Su kaynağı çökmeye başladı bile
Ülkemizin tanınmış arkeologlarından Tuncer Hüseyin Bağışkan’ın dün sosyal medyada paylaştığı yorum şöyle:
Bugün Belapais Manastırının kurulu olduğu kayalığın altına yapılmak istenen ve mahkemenin ara emriyle durdurduğu arıtma tesisini ziyaret ettim. Amacım tesisin inşa edileceği yeri görmekti.
Bellapais Gardens işletmesinin sahipleri olan Erkan & Selim Yeşipınar’ın anlattıklarına göre, Eski Eserler ve Müzeler Dairesi’nin mimar ve mühendisleri oraya ilk gittiklerinde, orada bulunan tarihi su sarnıcı ile Manastırın altına doğru uzanan uçsuz bucaksız tünelinin varlığından bihaber olduklarından arıtma tesisinin tarihi sarnıcın yerine yapılmasını uygun görmüşler.
Daha sonra manastırın kuzeydoğu köşesindeki kayanın dibine izinsiz olarak arıtma tesisi inşaatının yapılabileceği hükmüne varmışlar. En sonunda bu yerin hemen arkasındaki yere karar kılmışlar. Arıtma tesisinin Manastırın korunma alanında olması itibarıyla manastırı görsel olarak etkilediği açıkca dörülüyordu. Daha da önemlisi, arıtma tesisi motorunun manastırın üzerine inşa edildiği kayalığa yapacağı titreşim nedeniyle uçurumun kenarında olan manastır duvarlarının çökme olasılığı hesaba katılmadığı anlaşılıyordu.
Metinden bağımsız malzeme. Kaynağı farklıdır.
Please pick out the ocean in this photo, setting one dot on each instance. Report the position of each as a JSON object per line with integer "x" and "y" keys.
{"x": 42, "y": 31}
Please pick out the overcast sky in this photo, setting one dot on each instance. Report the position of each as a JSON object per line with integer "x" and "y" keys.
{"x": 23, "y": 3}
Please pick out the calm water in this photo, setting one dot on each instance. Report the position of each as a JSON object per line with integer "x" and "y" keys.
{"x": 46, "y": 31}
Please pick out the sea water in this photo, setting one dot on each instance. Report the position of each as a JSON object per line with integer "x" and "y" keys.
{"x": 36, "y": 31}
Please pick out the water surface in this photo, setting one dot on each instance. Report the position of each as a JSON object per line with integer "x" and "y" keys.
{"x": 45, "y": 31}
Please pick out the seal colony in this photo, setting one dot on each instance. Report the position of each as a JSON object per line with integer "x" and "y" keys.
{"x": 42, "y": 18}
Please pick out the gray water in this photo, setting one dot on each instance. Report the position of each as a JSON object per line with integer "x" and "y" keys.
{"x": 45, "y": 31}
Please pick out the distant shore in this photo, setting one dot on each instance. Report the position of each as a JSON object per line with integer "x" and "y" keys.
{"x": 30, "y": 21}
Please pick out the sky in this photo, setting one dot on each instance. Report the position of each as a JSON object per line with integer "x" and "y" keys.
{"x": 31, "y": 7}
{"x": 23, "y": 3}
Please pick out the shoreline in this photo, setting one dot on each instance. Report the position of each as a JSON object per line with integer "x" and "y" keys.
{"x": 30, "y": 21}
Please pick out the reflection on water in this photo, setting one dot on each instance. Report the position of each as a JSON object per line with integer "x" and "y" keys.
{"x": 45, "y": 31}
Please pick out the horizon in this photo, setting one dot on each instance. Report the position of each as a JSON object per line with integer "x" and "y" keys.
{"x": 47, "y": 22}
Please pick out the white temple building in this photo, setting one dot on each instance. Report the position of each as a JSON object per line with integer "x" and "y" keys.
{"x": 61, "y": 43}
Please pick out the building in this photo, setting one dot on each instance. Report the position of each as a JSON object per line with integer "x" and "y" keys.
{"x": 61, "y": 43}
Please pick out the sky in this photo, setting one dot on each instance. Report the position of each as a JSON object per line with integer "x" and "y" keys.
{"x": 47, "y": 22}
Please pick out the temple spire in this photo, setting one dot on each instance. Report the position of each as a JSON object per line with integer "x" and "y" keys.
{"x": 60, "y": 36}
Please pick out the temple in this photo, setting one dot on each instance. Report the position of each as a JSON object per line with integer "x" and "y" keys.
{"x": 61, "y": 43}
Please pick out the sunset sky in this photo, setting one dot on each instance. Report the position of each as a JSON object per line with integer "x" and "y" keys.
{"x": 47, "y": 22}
Daha sonra, arıtma tesisinin biraz gerisinde bulunan Manastırın tarihi sarnıcını ve uçsuz bucaksız tünelini de ziyaret etmeye karar veriyorum. İyi ki ziyaret etmişim. Yolun kenarında olan sarnıca uzanan yeraltı tünelinin kapısında üç ayrı Lüzinyan arması vardı. Kapıdan sonra gelen tünel arıtma tesisi için kullanılan yolun altından geçmekte, ucunda ise yalak olarak kullanılan antik bir lahit ile manastırın altına doğru uzanan ucu bucağı olmayan küçük bir geçit bulunmaktaydı. Ve yukardaki yoldan geçen ağır tonajlı araçların yarattığı titreşim sonucu tarihi yeraltı tünelinin tonoz üst örtüsünden dökülen taşlar tünelin tabanındaydı. Bunların tabana yenile döküldükleri tazeliklerinden anlaşılıyordu. Sanırım bu konunun yargının bilgisine getirilmesi de gerekecektir…
Bu aşamada yetkililere önerim, arıtma tesisi manastırın statik yapısını bozup çökmesine neden olmadan projesinin manastırın ‘korunma alanı’ dışına alınması ve titreşim nedeniyle taşları düşmeye başlayan manastırın tarihi yeraltı tüneli tonozunun askıya alınıp restore edilmesidir. Bu tünel eğer tamamen çökerse bunun sorumluluğunun arıtma tesisi projesi tabellasının altında isimleri bulunan kurum ve kuruluşlara ait olacağının da altını çizmiş olayım.